The striking thing about the great brouhaha over the billing practices of General Dynamics is that it was so suddenly triggered by the sound of a dog -- yes, a dog -- lapping at the public trough.

That General Dynamics, which as the nation's biggest defense contractor takes in some $7 billion from the public till every year, is a highhanded servant is certainly not news. Soon after becoming secretary of the Navy four years ago, John Lehman challenged the submarine-building division of General Dynamics (as well as other firms) for producing slack workmanship and then seeking public indemnity when it had to be made good at extra cost.

Lehman's assault on such practices as bad welding and phony "cost overruns" did not go unnoticed, indeed was generously reported. But for all its impact on the level of public indignation, Lehman might have saved breath and ink.

Nor are cynicism and laxity in defense procurement limited to submarine building, or General Dynamics. Almost daily, test embarrassments haunt costly weapons systems: the DIVAD antitank vehicle, for instance, or the new Jeep substitute, or the Pershing 2 ballistics missile, which is supposed to be in deployment in Europe but has been plagued by repeated test failures. Yet one rarely if ever sees any effective demand in Congress or by the public that such contracts be renegotiated, canceled or otherwise adjusted when costly systems flop.

Yet now, in what may be history's most spectacular exercise in loud barn-door slamming after fled horses, Defense Secretary Caspar Weinberger has "suspended" the Pentagon's payment of "overhead" billings by General Dynamics, a small pinch of the huge monthly cash flow to that contractor.

And the offense? A mouse has escaped. It was one thing, you see, to put bad welding seams in submarines. But it wasn't until a General Dynamics executive boarded his dog and sent the bill to the Pentagon that a howl went up from coast to coast. A dog? What, it was thundered, did boarding a dog have to do with national defense?

Nothing, strictly speaking. Yet were we wholly rational about such matters it might be argued that boarding a dog has as much to do with defense as building a high-tech weapons system that won't work; perhaps even a bit more. Suppose, perversely, that a defense-contractor executive freed from a weekend of dog-sitting made an intelligent decision that saved the taxpayers some millions of dollars. From what we know of General Dynamics, that may seem implausible; but it could happen.

It seems obvious, then, that the great huffing and puffing triggered by the dog-boarding bill reflects less skepticism about defense procurement habits than that eternal puritanism that lurks in the American soul. Throw away billions on a gun that won't shoot straight, if you will; but never, never indulge at public expense in so flagrant a symbol of the cushy life as boarding a dog.

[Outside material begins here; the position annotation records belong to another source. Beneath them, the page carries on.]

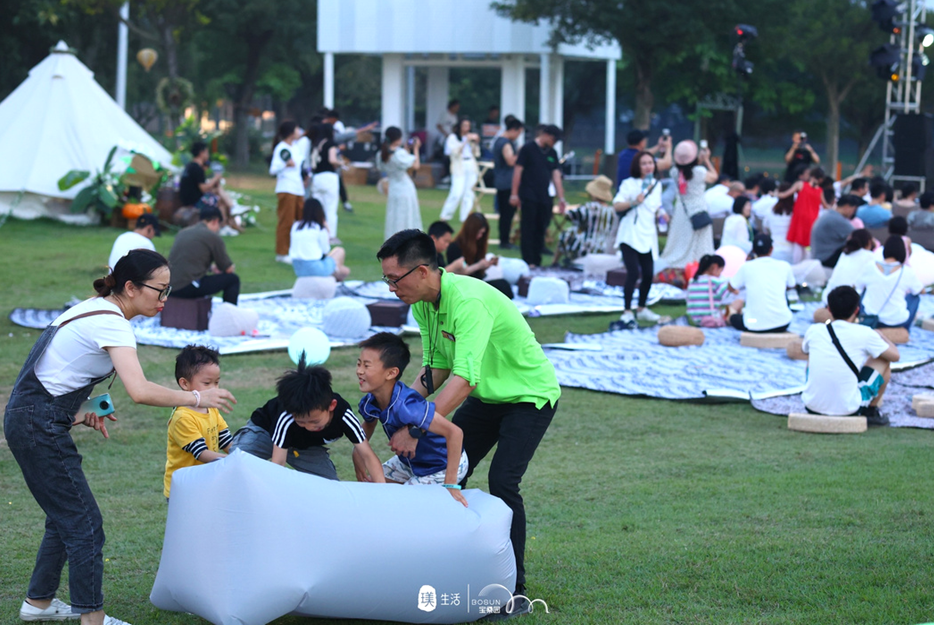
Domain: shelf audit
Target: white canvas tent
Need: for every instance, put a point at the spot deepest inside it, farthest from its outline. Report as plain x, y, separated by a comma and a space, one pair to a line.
57, 120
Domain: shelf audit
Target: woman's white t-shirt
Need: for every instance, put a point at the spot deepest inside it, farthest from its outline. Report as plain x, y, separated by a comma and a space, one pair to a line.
288, 179
885, 295
849, 269
76, 355
637, 228
309, 243
832, 387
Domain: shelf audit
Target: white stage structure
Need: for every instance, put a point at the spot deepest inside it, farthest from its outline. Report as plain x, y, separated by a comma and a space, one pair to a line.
441, 34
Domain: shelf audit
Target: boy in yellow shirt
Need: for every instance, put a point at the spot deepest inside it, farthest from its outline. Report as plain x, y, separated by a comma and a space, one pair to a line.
196, 435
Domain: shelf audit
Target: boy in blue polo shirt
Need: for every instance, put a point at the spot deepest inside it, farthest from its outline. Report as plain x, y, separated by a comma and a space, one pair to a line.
439, 457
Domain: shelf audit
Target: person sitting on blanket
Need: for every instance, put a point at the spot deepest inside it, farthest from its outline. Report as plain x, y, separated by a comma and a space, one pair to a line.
890, 289
298, 424
765, 279
706, 293
837, 385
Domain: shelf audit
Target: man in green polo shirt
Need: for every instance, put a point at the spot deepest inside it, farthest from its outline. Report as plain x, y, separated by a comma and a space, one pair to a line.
475, 339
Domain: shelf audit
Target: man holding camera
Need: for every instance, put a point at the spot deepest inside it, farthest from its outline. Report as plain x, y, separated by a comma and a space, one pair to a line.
800, 156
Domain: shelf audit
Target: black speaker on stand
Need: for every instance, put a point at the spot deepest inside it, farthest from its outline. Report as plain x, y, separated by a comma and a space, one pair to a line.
914, 147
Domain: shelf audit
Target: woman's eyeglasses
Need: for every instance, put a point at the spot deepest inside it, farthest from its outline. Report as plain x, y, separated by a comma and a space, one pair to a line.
163, 293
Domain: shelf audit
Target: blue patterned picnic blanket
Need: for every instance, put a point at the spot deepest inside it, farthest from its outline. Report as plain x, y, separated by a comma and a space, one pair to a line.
632, 362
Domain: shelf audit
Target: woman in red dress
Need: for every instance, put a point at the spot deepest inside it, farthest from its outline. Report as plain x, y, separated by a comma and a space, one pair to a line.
807, 206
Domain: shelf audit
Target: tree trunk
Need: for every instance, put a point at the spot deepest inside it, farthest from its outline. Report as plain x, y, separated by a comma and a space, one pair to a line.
835, 98
166, 31
255, 46
645, 100
833, 135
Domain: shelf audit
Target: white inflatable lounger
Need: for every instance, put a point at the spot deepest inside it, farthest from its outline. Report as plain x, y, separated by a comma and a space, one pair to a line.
248, 541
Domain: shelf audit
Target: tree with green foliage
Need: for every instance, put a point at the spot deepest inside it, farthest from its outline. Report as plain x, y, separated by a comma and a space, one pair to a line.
654, 36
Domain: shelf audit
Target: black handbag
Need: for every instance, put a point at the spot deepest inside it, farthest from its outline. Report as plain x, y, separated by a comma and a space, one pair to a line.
872, 321
699, 220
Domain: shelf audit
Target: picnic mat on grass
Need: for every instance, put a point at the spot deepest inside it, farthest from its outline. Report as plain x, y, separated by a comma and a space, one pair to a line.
896, 403
631, 362
280, 316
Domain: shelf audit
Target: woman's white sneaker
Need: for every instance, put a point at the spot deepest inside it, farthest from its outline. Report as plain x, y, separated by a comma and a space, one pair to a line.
57, 611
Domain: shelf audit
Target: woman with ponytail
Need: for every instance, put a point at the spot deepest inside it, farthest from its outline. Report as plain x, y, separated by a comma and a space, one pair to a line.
286, 166
853, 262
402, 211
706, 293
80, 349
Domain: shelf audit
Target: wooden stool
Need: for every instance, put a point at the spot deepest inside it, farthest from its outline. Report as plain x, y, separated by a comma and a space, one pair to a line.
616, 277
923, 404
899, 336
314, 287
679, 336
768, 340
388, 313
794, 351
186, 314
823, 424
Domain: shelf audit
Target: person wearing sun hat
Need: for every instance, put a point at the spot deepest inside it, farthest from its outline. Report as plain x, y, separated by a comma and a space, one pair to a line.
582, 220
692, 173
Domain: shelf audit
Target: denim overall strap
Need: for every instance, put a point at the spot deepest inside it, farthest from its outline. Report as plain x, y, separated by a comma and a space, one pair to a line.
37, 428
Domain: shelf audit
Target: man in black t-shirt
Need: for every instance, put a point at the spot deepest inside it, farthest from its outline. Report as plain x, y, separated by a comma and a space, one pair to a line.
536, 167
194, 189
296, 426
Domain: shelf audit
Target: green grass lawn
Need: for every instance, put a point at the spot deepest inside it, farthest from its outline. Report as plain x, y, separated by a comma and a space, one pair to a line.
640, 511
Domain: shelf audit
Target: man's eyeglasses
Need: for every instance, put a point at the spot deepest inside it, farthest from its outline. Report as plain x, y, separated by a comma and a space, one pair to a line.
392, 282
163, 293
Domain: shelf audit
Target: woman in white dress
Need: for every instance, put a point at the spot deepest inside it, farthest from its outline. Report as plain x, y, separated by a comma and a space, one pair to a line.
402, 211
693, 172
463, 148
777, 221
853, 262
736, 229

This may be the ultimate in gagging at gnats while swallowing camels by the carload, but it is such trivialities that get the public's and the Pentagon's attention.

Meanwhile, serious abuses in defense procurement slip by unpenalized. They include buying weapons that won't work; committing excess because so many state and local economies depend on defense contracts; winking while retired military officers exploit their experience and contacts to the public's detriment.

No president since Dwight Eisenhower, who as an old soldier was hard to bamboozle, has seriously tried to discipline the procurement system. Certainly not Ronald Reagan or Caspar Weinberger, who exhibit a touching faith that the more and bigger (and more expensive) weapons you buy, the stronger you grow.

Meanwhile, the procurement process weaves itself inextricably into the fabric of economy and politics, so that to yank at any dangling string risks an incalculable unraveling of local economies from Bangor to Point Barrow.

Is there no consolation? Yes. Contrary to another ancient American superstition, professional military people are not, with occasional exceptions, very warlike; nor is the defense contracting system, corrupt as it is, an instrument of war-mongering per se. No beneficiary of so golden a goose would risk its neck in warfare when the rewards of peaceful nesting are so great.